- Royal Free hails deal with Google’s DeepMind as “game changer”
- Trust will continue developing DeepMind’s real time patient data tracking app
- Trust says app will help save lives and drive productivity
- Deal follows controversy over the firm’s access to patient data
The NHS has deepened its relationship with Google after a leading hospital trust announced the most significant deal to date between the health service and the tech giant’s artificial intelligence arm.
The Royal Free London Foundation Trust’s five year “developmental” deal with Google’s AI specialists DeepMind extends an existing partnership, which was already one of the NHS’s most closely watched digital projects. The firm is a subsidiary of Alphabet – Google’s parent company.
Trust chief executive David Sloman told HSJ the Streams app it is developing will be a “game changer”. It will track real time patient data and alert clinicians “within seconds rather than hours” when patient tests show signs of serious illness.
Mr Sloman added: “All our patients will benefit from it. Doctors and nurses currently spend far too much time on paperwork, and we believe this technology could substantially reduce this burden, enabling doctors and nurses to spend more time on what they do best – treating patients.”
The app, which the trust aims to roll out in early 2017, will first be used for early detection of acute kidney injury (see box below), which costs the NHS £1bn a year. The trust hopes to extend it to other conditions such a sepsis and serious organ failure in the coming years.
The project has received NHS England’s approval. NHS chief clinical information officer Keith McNeil said: “I am delighted that the Royal Free are going to be able to use the brilliant technology and innovation offered by a partner of the stature of DeepMind to help deliver better, safer care to their patients.
“I commend them for their initiative and wish them every success with the venture.”
Neither the trust nor DeepMind would disclose the financial arrangements of the deal because of “commercial sensitivity”.
HSJ understands the costs for the NHS will be relatively low in the development phase. The company will aim for significant financial gains, but in the longer term.
One senior digital health expert told HSJ: “Google’s aim, like many other companies, is to get as much patient data as they can to train their algorithms, make them as sophisticated as they can, and they have something they can sell.
“There is a political issue with all these pilots where the NHS is giving private companies access to huge reams of training data, which they will turn into something they are able to commercialise. Is that something we are comfortable with? There are a few issues to be unpicked.”
Widespread concerns were raised by the media and campaigners earlier this year about the level of access DeepMind had to the trust’s patient records after the New Scientist obtained a copy of a data sharing agreement between the company and the trust.

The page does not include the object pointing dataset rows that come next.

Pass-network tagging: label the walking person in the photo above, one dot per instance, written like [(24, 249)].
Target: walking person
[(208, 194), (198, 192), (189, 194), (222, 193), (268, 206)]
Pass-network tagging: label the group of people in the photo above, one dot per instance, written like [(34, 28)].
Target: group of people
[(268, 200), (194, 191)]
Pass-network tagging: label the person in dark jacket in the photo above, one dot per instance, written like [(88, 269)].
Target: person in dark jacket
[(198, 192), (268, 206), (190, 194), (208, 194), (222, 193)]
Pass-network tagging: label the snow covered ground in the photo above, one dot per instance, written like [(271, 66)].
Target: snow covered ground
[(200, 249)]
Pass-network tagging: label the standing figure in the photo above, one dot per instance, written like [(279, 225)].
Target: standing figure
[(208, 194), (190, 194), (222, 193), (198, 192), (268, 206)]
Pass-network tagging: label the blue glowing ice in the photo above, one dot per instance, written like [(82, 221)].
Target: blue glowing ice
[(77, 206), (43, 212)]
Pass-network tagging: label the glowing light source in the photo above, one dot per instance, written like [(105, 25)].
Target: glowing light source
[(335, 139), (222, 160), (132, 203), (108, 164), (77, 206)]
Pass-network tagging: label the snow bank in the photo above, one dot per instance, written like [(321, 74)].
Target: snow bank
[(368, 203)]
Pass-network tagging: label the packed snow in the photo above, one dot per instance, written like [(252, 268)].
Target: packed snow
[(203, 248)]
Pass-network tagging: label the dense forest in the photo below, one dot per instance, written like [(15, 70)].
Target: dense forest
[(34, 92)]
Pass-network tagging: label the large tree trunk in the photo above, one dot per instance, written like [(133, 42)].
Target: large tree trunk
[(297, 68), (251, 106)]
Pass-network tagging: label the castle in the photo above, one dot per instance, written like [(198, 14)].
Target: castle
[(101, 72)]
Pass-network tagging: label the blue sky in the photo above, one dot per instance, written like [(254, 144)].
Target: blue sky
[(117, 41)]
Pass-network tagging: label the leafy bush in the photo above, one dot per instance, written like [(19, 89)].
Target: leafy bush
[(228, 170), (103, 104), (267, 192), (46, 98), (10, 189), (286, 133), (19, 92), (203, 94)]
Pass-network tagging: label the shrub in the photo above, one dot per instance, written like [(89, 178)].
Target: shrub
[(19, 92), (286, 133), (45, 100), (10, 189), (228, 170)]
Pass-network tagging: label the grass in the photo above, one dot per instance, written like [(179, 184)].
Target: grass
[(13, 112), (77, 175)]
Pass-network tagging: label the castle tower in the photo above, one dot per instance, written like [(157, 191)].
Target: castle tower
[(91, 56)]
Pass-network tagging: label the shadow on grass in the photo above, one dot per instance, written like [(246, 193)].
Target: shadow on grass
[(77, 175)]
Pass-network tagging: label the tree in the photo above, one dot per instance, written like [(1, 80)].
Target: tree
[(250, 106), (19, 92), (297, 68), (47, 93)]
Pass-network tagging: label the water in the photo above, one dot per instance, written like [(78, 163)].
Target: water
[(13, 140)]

While the trust maintains information processed by the app was for the “purpose of patient care only” and it would “remain the data controller at all times”, there is an acceptance this is a key issue.
DeepMind co-founder Mustafa Suleyman said it was a “privilege” to work with the Royal Free. He added: “Privacy and trust are paramount, and we’re holding ourselves to an unprecedented level of oversight by publishing our agreements publicly and engaging nine respected public figures to scrutinise our work in the public interest.”
The trust said the app would cut the time clinicians search for data in existing systems to the extent that it would allow “an estimated 500,000 hours per year [to be redirected] into direct patient care”.
A trust statement added: “Around 10,000 people a year die in UK hospitals through entirely preventable causes, and some 40 per cent of patients could avoid being admitted to intensive care if the right clinician was able to take the right action sooner.”
Mr Sloman added that the project would play a key role in underpinning the north west London sustainability and transformation plan, increasing productivity and “moving away from a model based on sickness to a model based on health and pushing care… down the pathway beginning with self-care”.
He said a patient in an intensive care bed costs the trust £2,000 a day, and the saving implications of early detection would be significant.
Google acquired London based DeepMind for a reported £400m in January 2014. The company has been working with the Royal Free since 2015. It is also working with University College London Hospitals FT on improving scans through machine learning and with Moorfields Eye Hospital on using machine learning to identify eye conditions in retinal scans.
Responding to the announcement, Phil Boot co-ordinator at privacy campaign group MedConfidential, said: “It’s unclear why this re-announces all the bits that didn’t cause concerns a few months ago; and leaves the copying of SUS [secondary uses data] to DeepMind entirely intact.
“The Google vision of a digital NHS is reliant on historic billing files copied in monthly instalments. Why not build a vision on timely, accurate, relevant information available to clinicians about the patient in front of them?”
How the Streams app works to detect AKI and alert clinicians
- Blood tests and other relevant clinical data are streamed over a secure encrypted link to a data processor and analysed in real time.
- Potential significant changes in serum creatinine, suggesting AKI, are detected within seconds and alert messages are streamed to a specialist’s mobile device, along with relevant patient history.
- The platform integrates data from multiple sites and systems so it can compare changes in kidney function between blood tests from different laboratories.
- The platform is genuinely mobile and secure, allowing a consultant nephrologist to monitor significant changes in kidney function in patients while on call.
- Progress and recovery of patients can be followed up in-application.